A Glimpse at AE's GM Candidates
How might these Californians take on Austin's challenges?
Austin Energy's new general manager will be facing no shortage of challenges in coming years, among them rate hikes, the transition to more renewable energy, and a new business model that can encourage conservation while protecting the bottom line. Both candidates for the position – Larry Weis and David Wright – come from California, a state that has led the way in tackling just such challenges. (A third finalist, Ronald Davis of Burbank, Calif., has dropped out of the running.) On Wednesday, Weis and Wright were in town to meet with city officials and were expected to speak at a public forum in the evening. For those who missed the visit, here are some of the candidates' thoughts on how their experiences might shape AE's future.
Larry WeisTurlock Irrigation District, Turlock, Calif.
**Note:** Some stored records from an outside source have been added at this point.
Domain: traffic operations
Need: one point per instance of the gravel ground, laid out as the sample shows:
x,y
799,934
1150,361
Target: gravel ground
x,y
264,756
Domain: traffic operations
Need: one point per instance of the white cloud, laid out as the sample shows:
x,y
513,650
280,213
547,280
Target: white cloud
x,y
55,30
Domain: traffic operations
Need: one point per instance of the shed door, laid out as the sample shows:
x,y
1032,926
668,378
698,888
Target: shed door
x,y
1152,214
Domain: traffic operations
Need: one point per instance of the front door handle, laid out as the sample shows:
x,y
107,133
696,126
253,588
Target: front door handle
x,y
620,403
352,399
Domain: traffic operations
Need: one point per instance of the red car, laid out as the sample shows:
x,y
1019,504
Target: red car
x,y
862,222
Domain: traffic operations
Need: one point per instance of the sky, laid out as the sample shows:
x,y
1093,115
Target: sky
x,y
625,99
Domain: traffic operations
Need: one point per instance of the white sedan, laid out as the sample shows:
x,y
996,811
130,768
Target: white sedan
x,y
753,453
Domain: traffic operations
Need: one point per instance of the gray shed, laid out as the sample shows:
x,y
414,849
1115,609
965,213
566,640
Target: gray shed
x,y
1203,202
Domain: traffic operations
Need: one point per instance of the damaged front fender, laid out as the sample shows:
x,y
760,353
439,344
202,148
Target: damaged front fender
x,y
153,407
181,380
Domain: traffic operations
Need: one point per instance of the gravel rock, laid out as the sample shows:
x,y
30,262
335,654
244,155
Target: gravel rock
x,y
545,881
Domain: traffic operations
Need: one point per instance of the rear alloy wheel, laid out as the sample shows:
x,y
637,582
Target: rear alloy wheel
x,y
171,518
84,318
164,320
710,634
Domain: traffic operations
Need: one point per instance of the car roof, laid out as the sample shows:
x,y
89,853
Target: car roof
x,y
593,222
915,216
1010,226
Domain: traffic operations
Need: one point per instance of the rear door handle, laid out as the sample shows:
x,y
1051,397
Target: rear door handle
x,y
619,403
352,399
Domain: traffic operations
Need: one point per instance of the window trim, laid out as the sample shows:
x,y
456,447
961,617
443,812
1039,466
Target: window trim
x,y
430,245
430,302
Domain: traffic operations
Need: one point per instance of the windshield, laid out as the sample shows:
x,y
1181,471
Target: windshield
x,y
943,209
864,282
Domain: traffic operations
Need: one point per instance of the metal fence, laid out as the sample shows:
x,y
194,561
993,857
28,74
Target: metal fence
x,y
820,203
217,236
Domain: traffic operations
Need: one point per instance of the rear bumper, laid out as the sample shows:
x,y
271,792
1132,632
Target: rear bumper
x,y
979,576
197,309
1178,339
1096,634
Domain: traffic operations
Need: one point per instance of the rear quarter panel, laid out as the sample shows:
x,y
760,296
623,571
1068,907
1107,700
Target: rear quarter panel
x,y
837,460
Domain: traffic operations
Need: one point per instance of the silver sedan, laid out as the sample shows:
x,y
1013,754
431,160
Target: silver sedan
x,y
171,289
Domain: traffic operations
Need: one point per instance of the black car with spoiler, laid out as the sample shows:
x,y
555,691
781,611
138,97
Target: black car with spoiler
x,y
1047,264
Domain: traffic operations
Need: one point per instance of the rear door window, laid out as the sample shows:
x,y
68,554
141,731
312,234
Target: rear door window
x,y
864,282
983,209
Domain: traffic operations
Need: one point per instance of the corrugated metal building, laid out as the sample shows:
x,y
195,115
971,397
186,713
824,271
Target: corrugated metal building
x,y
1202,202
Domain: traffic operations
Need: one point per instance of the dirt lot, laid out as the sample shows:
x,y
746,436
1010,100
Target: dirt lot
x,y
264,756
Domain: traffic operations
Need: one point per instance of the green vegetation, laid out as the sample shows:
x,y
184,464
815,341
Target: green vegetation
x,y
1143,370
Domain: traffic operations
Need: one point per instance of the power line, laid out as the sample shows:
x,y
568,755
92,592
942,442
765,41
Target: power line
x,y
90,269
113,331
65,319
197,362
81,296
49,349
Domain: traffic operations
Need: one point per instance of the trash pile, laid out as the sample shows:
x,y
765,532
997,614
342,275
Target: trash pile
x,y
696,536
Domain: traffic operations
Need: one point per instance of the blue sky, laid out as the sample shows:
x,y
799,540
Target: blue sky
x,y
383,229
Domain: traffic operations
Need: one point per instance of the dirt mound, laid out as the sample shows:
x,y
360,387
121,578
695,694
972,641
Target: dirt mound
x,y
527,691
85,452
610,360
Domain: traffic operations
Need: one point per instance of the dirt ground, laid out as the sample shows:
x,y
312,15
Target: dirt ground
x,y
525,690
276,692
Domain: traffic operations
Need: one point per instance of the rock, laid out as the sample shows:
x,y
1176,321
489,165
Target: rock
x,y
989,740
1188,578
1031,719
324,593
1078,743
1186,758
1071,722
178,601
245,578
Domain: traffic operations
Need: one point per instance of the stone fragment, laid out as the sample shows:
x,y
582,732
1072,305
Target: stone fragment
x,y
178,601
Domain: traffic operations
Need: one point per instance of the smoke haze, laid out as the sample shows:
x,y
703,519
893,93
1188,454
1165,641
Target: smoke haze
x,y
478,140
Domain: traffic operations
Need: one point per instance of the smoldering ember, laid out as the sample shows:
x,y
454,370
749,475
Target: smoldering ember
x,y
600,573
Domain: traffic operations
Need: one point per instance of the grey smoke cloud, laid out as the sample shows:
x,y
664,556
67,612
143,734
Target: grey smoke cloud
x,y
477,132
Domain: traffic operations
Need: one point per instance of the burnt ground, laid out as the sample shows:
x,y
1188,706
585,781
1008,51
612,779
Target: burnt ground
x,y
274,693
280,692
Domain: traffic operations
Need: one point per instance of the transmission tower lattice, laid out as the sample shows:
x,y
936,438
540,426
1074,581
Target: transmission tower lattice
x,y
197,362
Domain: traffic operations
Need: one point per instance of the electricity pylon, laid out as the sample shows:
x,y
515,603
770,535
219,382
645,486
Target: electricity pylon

Weis began his career almost 30 years ago as a "preacher of energy efficiency" in commercial and industrial buildings, he says. Today, he is general manager and CEO of Turlock Irrigation District, a publicly owned water and electric utility that draws 28% of its power from renewable resources, the highest percentage in the state, says Weis. With the exception of a contract with Oregon's Boardman coal plant, Weis says, TID owns and operates all of its generating resources: "Strategically, what I've tried to do with renewables is not get into purchase power agreements where a few years down the road we've got to do it all over again."
TID has taken on four rate increases during Weis' decadelong tenure. "What I've tried to do ... is get us to 28 percent without having huge rate shocks, and I've been very successful at it," he says, warning that it's best not to get "too ambitious too quickly." Smaller, more gradual rate adjustments have eased the transition, he says, as has TID's decision to leave its contract with the coal plant in 2018 to avoid the costs of investing in emissions-reducing technologies.
"As you move forward into distributed energy and other programs," says Weis, "you also need to be very careful about how your rates are designed. It's very difficult to sort of lead the customer down this path unless they know there's something in it for them, and incentive-based programs that offer a carrot instead of a stick is the philosophy that I tend to follow." Rather than tiered rates that punish customers for using energy at peak hours, Weis says he prefers incentive-based programs that say, "If you reduce your peak [usage], I'm going to pay for it."
David WrightRiverside Public Utilities, Riverside, Calif.
Before becoming general manager of Riverside Public Utilities five years ago, Wright began his career as a certified public accountant, followed by a stint as city controller, after which he entered the utility as a chief financial officer. "Because I came up from the financial side," says Wright, "I'm really into: What are our goals? How can we do it? How can customers afford it?" Wright says that as long as AE conducts a cost-of-service study that accurately reflects its true goals, the rates will be set appropriately and "the revenue will naturally follow." However, he says, "if you put those goals into your cost of service study and it throws your rates beyond what your customers are willing to pay, then you have to go back and revisit your goals."
Right now, says Wright, Riverside is getting 19.8% of its power from renewables, putting it right on target for its goal of 20% by the end of the year. Wright has overseen two cost-of-service studies and tackled rate restructuring. Such initiatives work best when "you talk to every community group you can and get them educated on why you need it," he says.
Wright supports time-of-use rates that send "a much stronger price signal so customers adjust their usage patterns ... to lower-cost time frames." However, he says, "you have to be careful" to maintain affordability for low-income customers, especially the elderly, who are often stuck at home during the hottest – most expensive – part of the day. "It actually has health impacts," he says. Riverside's solution has been to ensure "that the peak price in the summer isn't quite as high as [the cost of] our resources," while the winter prices aren't quite as low. Wright also supports programs to provide services such as free insulation to low-income customers: "It lowers their bills, rather than create this low rate that doesn't have any benefit of encouraging conservation."